Atividade de cabotagem cresce 11,3% entre janeiro e abril

O setor portuário brasileiro, de forma geral, não registrou os impactos da pandemia do novo coronavírus. É o que revelou um levantamento do Ministério da Infraestrutura, sobretudo na navegação por cabotagem, entre portos marítimos. Com base em dados estatísticos da Agência Nacional de Transportes Aquaviários (Antaq), a atividade de cabotagem registrou alta de 11,3% na movimentação entre janeiro e abril de 2020, em relação ao mesmo quadrimestre do ano passado. No total, o setor transportou 60,8 milhões de toneladas no período.

De acordo com o ministério, o crescimento na movimentação por cabotagem está relacionado ao maior volume no transporte de graneis líquidos e gasosos (10,1%), com destaque para o setor de petróleo e derivados. Já o transporte de graneis sólidos registrou alta de 58,1% no nos quatro primeiros meses do ano.

Quando a movimentação geral é levada em consideração, o setor portuário também registrou alta de 3,7% no período, sendo 65,2% das cargas operadas pelos portos privados e 34,8%, pelos portos públicos. Em toneladas, o volume total transportado foi de 340,4 milhões. Novamente, a movimentação de graneis líquidos e gasosos impactou os dados, após alta de 15,1% no período.

Segundo o levantamento da pasta, mesmo após o mês de janeiro ter registrado quedas de 30% no transporte de minério de ferro e soja, na comparação com 2019, o setor apresentou recuperação nos meses seguintes, com o minério de ferro mantendo o nível do ano anterior, e o petróleo e a soja impactando no resultado positivo final.

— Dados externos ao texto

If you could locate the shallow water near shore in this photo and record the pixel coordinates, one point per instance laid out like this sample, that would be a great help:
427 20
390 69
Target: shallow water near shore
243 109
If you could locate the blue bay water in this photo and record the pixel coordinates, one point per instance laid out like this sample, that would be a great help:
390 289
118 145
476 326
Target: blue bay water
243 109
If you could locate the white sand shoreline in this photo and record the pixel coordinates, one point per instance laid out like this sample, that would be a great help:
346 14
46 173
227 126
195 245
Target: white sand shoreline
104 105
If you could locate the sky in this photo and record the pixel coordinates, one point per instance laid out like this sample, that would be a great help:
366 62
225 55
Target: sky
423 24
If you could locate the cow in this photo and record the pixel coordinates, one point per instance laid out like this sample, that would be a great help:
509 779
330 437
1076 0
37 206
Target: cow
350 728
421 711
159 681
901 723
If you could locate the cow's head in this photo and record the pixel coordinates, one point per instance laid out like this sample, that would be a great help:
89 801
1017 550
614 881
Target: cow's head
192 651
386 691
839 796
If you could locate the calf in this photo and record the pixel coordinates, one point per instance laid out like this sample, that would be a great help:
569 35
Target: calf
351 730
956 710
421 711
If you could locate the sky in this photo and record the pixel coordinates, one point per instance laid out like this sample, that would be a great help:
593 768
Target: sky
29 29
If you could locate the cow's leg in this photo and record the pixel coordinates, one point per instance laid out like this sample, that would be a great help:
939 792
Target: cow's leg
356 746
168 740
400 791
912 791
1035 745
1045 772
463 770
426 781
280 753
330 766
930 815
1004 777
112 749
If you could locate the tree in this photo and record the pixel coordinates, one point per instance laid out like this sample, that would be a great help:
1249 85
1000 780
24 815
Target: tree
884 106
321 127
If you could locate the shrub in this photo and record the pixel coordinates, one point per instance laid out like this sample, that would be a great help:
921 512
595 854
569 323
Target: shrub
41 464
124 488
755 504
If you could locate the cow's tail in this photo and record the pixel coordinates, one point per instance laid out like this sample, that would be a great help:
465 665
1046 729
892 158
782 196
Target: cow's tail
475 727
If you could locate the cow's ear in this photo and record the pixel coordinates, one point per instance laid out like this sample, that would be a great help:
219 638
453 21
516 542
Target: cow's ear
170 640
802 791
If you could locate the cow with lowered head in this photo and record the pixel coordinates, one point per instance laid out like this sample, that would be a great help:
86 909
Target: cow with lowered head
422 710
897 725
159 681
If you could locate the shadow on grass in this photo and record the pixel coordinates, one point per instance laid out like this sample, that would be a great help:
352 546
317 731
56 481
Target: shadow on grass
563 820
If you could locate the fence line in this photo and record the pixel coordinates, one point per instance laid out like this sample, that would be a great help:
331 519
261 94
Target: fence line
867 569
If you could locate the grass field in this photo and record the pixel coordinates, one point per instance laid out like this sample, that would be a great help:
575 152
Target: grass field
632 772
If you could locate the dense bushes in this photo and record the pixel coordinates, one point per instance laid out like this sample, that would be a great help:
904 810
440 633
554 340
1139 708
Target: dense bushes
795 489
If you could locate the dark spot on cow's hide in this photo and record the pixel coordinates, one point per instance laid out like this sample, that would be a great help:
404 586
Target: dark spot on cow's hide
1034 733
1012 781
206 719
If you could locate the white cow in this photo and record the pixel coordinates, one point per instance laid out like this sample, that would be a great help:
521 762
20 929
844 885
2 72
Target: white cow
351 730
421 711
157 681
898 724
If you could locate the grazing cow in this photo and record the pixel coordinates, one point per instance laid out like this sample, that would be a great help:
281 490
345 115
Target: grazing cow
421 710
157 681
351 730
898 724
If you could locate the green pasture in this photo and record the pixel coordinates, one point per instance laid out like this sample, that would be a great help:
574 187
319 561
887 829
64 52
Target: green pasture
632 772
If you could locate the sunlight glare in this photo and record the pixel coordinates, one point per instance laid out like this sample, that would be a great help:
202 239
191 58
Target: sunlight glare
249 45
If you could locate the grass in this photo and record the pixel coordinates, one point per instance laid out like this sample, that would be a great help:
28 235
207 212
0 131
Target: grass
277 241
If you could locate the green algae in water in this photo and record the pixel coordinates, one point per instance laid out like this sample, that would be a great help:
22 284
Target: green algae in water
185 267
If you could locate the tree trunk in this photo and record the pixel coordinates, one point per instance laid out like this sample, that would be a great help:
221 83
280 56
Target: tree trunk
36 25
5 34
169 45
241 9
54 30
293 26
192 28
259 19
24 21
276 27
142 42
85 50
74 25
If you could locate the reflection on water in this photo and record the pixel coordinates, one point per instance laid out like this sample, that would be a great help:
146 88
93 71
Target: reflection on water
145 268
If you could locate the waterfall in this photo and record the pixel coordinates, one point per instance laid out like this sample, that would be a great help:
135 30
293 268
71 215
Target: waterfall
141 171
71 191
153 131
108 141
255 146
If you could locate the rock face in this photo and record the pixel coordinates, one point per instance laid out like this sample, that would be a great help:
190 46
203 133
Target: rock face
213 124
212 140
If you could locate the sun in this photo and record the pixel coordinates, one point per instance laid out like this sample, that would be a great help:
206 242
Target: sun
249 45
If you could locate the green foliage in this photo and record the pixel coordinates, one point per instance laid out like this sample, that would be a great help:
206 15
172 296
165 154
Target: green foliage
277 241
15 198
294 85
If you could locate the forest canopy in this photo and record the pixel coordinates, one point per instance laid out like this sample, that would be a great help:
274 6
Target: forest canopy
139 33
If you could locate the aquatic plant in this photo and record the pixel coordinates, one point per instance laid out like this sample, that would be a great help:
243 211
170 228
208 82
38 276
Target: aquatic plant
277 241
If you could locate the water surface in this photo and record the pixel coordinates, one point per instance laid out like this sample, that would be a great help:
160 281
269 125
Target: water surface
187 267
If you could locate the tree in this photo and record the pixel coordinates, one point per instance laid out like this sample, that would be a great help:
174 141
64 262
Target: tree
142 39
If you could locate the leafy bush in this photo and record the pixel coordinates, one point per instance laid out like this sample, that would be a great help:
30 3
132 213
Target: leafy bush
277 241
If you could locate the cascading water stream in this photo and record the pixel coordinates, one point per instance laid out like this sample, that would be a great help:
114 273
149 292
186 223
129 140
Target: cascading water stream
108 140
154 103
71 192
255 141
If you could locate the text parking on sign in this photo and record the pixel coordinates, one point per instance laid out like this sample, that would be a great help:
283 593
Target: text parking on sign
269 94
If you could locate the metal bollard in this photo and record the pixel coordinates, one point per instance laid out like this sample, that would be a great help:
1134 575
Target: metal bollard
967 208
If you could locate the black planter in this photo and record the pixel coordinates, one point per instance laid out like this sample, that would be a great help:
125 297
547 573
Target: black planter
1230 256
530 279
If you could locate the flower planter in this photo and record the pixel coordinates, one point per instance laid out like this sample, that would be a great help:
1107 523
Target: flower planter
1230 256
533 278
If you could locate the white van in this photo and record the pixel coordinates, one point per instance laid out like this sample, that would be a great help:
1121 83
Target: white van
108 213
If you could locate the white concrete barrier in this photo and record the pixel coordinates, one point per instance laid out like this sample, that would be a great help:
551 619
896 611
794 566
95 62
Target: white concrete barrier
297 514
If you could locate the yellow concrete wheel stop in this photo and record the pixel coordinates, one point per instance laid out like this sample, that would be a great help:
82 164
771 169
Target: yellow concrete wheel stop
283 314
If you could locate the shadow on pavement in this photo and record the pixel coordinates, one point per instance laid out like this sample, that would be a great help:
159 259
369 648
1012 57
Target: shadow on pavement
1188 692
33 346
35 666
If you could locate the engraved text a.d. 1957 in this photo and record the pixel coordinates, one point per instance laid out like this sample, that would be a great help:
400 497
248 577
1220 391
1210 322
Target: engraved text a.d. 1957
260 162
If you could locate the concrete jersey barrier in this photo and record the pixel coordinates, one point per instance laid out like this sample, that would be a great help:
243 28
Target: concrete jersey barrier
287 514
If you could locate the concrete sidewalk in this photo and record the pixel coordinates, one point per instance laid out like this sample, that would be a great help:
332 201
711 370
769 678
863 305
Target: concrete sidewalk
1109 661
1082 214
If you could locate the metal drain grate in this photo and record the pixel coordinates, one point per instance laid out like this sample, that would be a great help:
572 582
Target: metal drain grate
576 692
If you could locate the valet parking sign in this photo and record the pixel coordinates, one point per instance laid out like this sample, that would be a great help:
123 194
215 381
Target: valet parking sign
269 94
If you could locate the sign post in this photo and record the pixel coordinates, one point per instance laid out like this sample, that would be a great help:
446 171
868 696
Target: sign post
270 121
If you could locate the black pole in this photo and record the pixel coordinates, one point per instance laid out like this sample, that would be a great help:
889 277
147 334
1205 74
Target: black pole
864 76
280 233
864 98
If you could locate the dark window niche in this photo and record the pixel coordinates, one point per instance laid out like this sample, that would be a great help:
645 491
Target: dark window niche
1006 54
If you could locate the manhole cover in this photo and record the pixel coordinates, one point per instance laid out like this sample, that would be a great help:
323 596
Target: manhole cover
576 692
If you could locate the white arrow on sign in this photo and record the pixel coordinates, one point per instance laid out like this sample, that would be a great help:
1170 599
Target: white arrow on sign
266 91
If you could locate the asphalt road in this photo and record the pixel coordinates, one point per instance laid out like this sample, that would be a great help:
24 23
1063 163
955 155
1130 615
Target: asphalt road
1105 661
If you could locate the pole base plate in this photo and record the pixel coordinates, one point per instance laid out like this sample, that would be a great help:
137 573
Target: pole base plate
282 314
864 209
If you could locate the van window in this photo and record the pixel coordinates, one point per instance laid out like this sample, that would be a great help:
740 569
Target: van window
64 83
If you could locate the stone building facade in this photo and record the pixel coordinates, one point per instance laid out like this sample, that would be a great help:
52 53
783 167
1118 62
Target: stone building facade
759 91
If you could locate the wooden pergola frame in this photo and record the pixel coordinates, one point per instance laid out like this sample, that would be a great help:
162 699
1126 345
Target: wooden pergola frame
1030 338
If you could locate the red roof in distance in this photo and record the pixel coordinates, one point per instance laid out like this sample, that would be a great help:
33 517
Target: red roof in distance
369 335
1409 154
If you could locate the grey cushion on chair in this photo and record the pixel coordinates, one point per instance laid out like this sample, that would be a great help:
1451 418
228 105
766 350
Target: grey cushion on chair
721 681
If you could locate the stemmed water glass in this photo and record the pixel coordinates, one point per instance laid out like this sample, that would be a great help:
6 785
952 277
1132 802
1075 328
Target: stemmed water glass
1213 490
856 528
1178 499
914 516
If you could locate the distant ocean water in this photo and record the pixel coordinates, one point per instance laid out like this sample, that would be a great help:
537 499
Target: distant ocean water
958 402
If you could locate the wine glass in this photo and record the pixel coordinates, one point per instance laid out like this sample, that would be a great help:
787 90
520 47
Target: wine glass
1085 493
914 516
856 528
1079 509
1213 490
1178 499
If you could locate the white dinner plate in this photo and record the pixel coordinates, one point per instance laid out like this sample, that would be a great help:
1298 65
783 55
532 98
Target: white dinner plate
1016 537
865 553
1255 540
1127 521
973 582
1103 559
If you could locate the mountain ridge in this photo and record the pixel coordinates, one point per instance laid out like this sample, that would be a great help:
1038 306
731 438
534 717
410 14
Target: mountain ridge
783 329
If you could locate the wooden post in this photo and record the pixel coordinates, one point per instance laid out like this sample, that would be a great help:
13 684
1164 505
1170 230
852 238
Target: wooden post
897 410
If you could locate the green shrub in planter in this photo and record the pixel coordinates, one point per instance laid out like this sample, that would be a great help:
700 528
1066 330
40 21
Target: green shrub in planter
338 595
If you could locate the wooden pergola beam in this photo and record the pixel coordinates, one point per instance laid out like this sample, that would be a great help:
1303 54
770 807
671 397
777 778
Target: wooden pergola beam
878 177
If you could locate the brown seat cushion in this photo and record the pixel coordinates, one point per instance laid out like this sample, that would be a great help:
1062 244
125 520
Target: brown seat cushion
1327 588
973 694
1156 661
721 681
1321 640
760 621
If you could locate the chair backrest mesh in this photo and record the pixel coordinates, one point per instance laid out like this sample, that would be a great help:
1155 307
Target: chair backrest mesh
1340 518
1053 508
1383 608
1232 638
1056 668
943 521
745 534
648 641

“Apesar de termos segmentos mais afetados durante a pandemia, o setor portuário tem mostrado resiliência aos efeitos da crise, mostrando um crescimento relevante no fechamento de dados do primeiro quadrimestre, com destaque para o aumento das movimentações da cabotagem. Isso mostra que estamos no caminho correto ao traçar o programa BR do Mar, que tem como objetivo potencializar ainda mais esse crescimento”, avalia o ministro da infraestrutura, Tarcísio Gomes de Freitas.

Companhia das Docas

Na análise individualizada das autoridades portuárias que administram os portos públicos, levando-se em consideração dados de janeiro a maio, destaque para a Companhia Docas do Pará (CDP), que teve acréscimo de 30% no período, em comparação com o ano anterior; para o Porto de Suape (PE), com alta de 21,1%; para a Portos do Paraná, que administra os portos de Paranaguá (PR) e Antonina (PR), com alta de 20,5%; além da SPA, autoridade portuária do Porto de Santos (SP), que registrou crescimento de 12% no período acumulado.

Dentre os maiores incrementos de movimentação nesse período, é possível destacar o aumento de 27,15% na movimentação de granel sólido vegetal no Porto de Paranaguá; de 28,33% na movimentação de granel líquido no Porto de Suape; e de 13,64% na movimentação de contêineres no Porto de Santos.

Os portos administrados pela Companhia Docas do Espírito Santo (Codesa), pela Companhia Docas do Rio de Janeiro (CDRJ) e pela Companhia Docas do Estado da Bahia (Codeba) tiveram maior impacto nas movimentações, uma vez que representaram perdas de 15,68%, 34,37% e 6,27%.

Houve redução de 27,62% na movimentação de granel sólido no Porto de Vitória (ES) e de 24,36% de granel líquido combustível no Porto do Rio de Janeiro (RJ). Entretanto, embora sejam portos de movimentação expressiva, o levantamento realizado mostra que, até o momento, a tendência de queda geral no transporte não é uma realidade do setor portuário.